Uno de los objetivos es analizar el tráfico de los sedimentos en un tramo de 30 kilómetros del canal de la derecha del Ebro, desde Xerta hasta Amposta. Esto se hace con equipos de CHE donde también participan investigadores de universidades. Unos especialistas que también se mueven en barcas por el entorno de Orilla-roja. Así mismo, desde CHE quieren saber cuántos sedimentos acaban llegando al delta e incluso cuántos acaban en el mar. En la crecida controlada que se hizo en mayo del año pasado, se analizó como los sedimentos entraban por los canales de riego. "Estas crecidas controladas para los investigadores son potentes", ha indicado el jefe de la oficina de planificación hidrológica de CHE, Miguel Ángel García Vera.
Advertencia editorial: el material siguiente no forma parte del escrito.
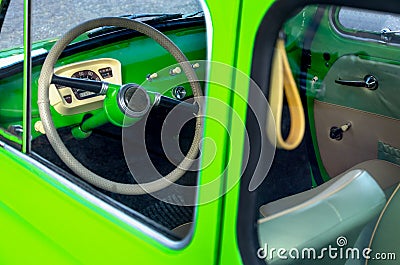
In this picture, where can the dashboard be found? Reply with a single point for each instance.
(69, 101)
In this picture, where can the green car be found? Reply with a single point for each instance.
(212, 132)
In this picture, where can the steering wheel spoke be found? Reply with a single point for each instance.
(128, 101)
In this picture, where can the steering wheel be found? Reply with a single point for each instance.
(113, 95)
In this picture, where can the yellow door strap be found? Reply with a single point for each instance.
(282, 80)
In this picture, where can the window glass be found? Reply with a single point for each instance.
(12, 30)
(367, 20)
(90, 134)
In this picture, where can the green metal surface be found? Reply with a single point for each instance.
(54, 224)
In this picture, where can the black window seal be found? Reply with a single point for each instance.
(247, 234)
(3, 10)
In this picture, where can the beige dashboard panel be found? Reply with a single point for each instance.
(58, 97)
(359, 143)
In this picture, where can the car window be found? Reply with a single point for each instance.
(116, 57)
(367, 24)
(52, 19)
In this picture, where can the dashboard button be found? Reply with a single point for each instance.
(68, 99)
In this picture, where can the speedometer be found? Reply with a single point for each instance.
(84, 74)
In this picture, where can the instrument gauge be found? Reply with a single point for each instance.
(84, 74)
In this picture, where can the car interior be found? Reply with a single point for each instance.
(118, 51)
(342, 179)
(339, 180)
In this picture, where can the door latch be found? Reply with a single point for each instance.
(370, 82)
(336, 133)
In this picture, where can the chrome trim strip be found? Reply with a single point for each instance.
(102, 204)
(104, 88)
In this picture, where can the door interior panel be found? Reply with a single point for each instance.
(382, 100)
(373, 114)
(359, 143)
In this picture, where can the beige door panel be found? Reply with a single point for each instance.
(359, 143)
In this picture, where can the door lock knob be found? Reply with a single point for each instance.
(336, 133)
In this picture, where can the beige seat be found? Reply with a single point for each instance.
(339, 207)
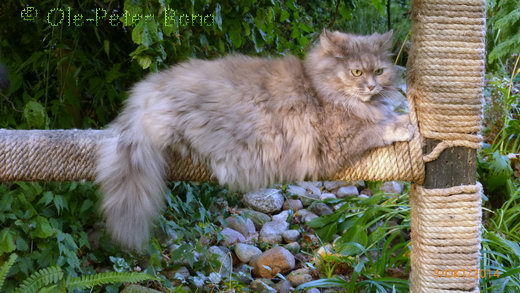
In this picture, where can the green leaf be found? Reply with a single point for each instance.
(61, 203)
(46, 198)
(284, 15)
(34, 114)
(40, 279)
(218, 16)
(499, 171)
(43, 228)
(327, 233)
(142, 34)
(4, 269)
(144, 61)
(7, 242)
(89, 281)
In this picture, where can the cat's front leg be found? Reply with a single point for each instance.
(401, 129)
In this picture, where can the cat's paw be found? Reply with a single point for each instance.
(400, 130)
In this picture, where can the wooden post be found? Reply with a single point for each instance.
(455, 166)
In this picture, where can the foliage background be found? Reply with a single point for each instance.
(77, 77)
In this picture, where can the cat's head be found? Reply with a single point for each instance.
(346, 66)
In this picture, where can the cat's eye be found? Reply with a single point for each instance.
(356, 72)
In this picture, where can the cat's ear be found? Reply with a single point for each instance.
(385, 40)
(328, 42)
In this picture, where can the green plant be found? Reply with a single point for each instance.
(372, 252)
(51, 279)
(503, 35)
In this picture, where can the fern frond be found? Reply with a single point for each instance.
(89, 281)
(41, 278)
(5, 268)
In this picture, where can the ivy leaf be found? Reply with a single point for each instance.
(144, 61)
(43, 228)
(60, 203)
(284, 15)
(499, 171)
(46, 198)
(7, 242)
(218, 16)
(34, 114)
(141, 34)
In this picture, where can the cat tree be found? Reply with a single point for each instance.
(445, 83)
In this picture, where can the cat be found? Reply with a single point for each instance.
(253, 121)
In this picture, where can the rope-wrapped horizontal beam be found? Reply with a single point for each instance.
(64, 155)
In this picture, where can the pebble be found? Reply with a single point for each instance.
(293, 247)
(258, 218)
(332, 185)
(281, 216)
(312, 187)
(293, 204)
(290, 235)
(261, 286)
(308, 199)
(392, 187)
(321, 209)
(243, 225)
(347, 191)
(246, 252)
(296, 190)
(325, 196)
(278, 259)
(299, 277)
(272, 231)
(265, 200)
(231, 237)
(283, 286)
(243, 273)
(224, 259)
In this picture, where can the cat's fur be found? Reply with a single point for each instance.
(253, 121)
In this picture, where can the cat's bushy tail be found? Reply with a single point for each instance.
(130, 172)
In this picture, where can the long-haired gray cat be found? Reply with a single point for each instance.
(253, 121)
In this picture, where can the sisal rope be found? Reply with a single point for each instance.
(63, 155)
(445, 80)
(445, 239)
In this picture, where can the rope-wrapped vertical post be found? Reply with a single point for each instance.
(446, 73)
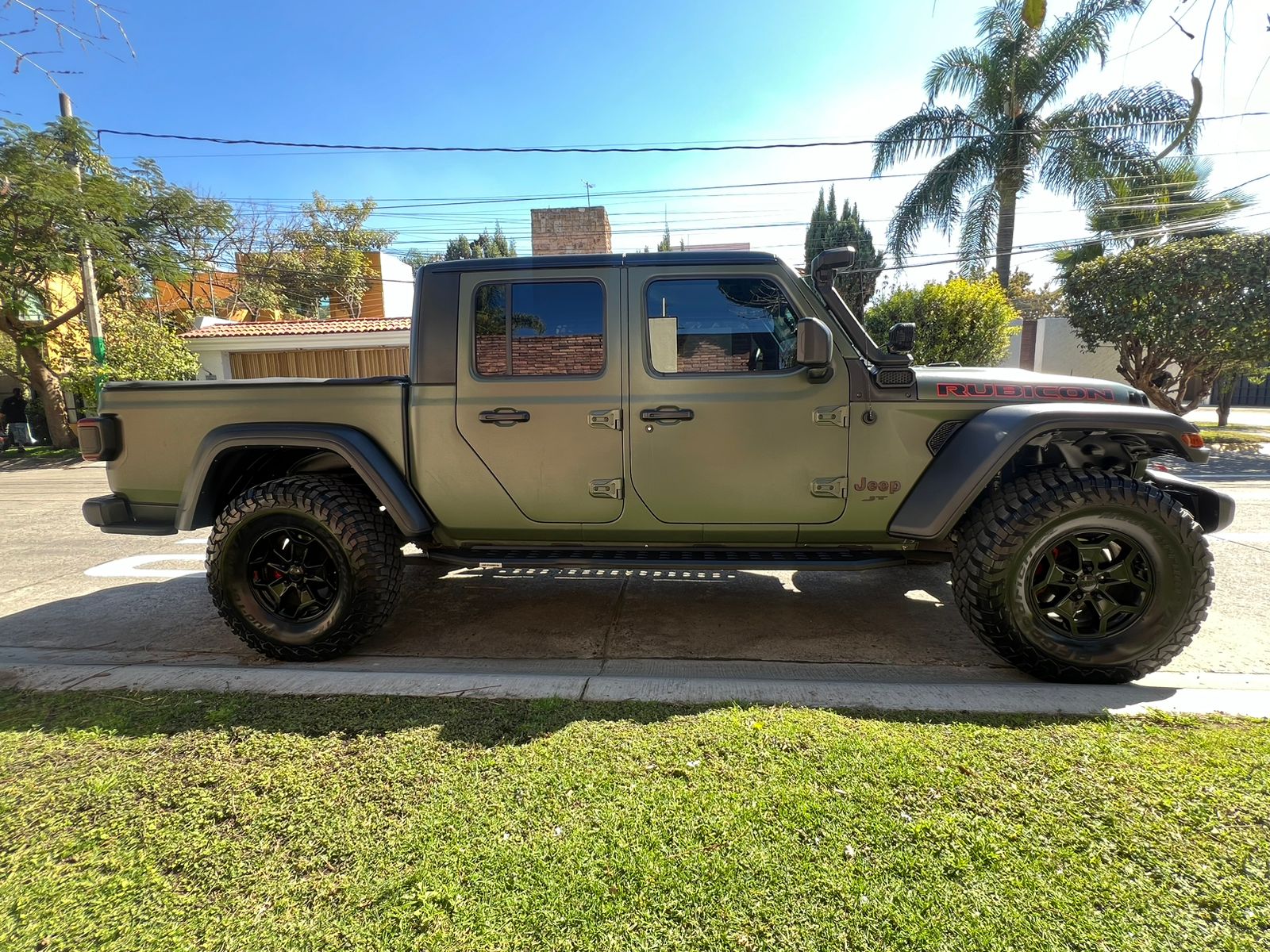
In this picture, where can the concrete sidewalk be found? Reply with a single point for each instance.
(842, 685)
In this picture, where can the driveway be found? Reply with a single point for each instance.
(70, 594)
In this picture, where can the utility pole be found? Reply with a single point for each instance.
(88, 277)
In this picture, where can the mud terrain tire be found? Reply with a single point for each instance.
(304, 568)
(1083, 577)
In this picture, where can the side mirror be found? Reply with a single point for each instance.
(813, 343)
(901, 336)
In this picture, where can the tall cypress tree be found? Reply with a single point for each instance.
(827, 230)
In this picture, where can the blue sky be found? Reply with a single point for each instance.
(581, 74)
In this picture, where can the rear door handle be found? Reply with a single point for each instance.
(666, 414)
(503, 416)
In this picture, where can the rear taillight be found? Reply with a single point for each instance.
(99, 438)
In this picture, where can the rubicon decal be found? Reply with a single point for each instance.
(1024, 391)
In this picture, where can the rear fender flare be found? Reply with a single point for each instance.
(977, 452)
(357, 448)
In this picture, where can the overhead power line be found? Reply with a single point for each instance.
(594, 150)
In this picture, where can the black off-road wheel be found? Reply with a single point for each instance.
(1083, 577)
(304, 568)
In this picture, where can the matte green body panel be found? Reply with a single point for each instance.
(163, 424)
(738, 474)
(548, 463)
(751, 451)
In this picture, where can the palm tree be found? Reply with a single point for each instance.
(1168, 205)
(1172, 203)
(1015, 132)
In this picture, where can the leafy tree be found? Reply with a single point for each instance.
(826, 230)
(327, 257)
(1181, 314)
(968, 321)
(1034, 304)
(417, 259)
(127, 216)
(143, 347)
(484, 247)
(1013, 132)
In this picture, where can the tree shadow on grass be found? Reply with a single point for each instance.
(474, 723)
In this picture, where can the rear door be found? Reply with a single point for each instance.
(539, 390)
(725, 428)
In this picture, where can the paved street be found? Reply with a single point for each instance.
(70, 588)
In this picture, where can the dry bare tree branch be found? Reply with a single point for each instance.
(61, 25)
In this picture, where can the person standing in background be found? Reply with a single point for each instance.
(17, 429)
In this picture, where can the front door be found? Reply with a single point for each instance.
(725, 428)
(539, 390)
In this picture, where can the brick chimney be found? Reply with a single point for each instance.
(569, 232)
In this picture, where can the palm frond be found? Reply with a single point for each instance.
(937, 200)
(1172, 201)
(1070, 44)
(933, 130)
(1153, 114)
(1081, 163)
(962, 71)
(979, 228)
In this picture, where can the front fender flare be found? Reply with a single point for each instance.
(362, 454)
(977, 452)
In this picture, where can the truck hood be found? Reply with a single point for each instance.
(1009, 385)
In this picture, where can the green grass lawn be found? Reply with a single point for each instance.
(229, 822)
(44, 455)
(1235, 436)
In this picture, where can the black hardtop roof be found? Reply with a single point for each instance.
(613, 260)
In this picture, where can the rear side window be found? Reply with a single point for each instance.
(540, 329)
(721, 325)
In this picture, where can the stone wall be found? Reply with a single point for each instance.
(569, 232)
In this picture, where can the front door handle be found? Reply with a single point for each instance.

El técnico también ha avanzado que en el próximo plan hidrológico que tiene que entrar en vigor a partir del 2027 "se establecerán caudales de crecidas controladas en 61 embalses de la cuenca" del Ebro para que cada presa "tenga sus crecidas, que se tendrán que monitorizar, estudiar y evaluar". Todo ello ha afirmado que será "una línea de trabajo muy pionera, con visión integral" que está generando "mucho interés a nivel mundial".

García Vera ha expuesto que hay dos pruebas que se están valorando si se pueden llevar a cabo, que consisten a "el coger sedimentos de barrancos laterales del Ebro, como lo del río Siurana y el de la Galera" por después "dejarlos en el curso del río y, con las crecidas controladas, que les empujen" aguas abajo.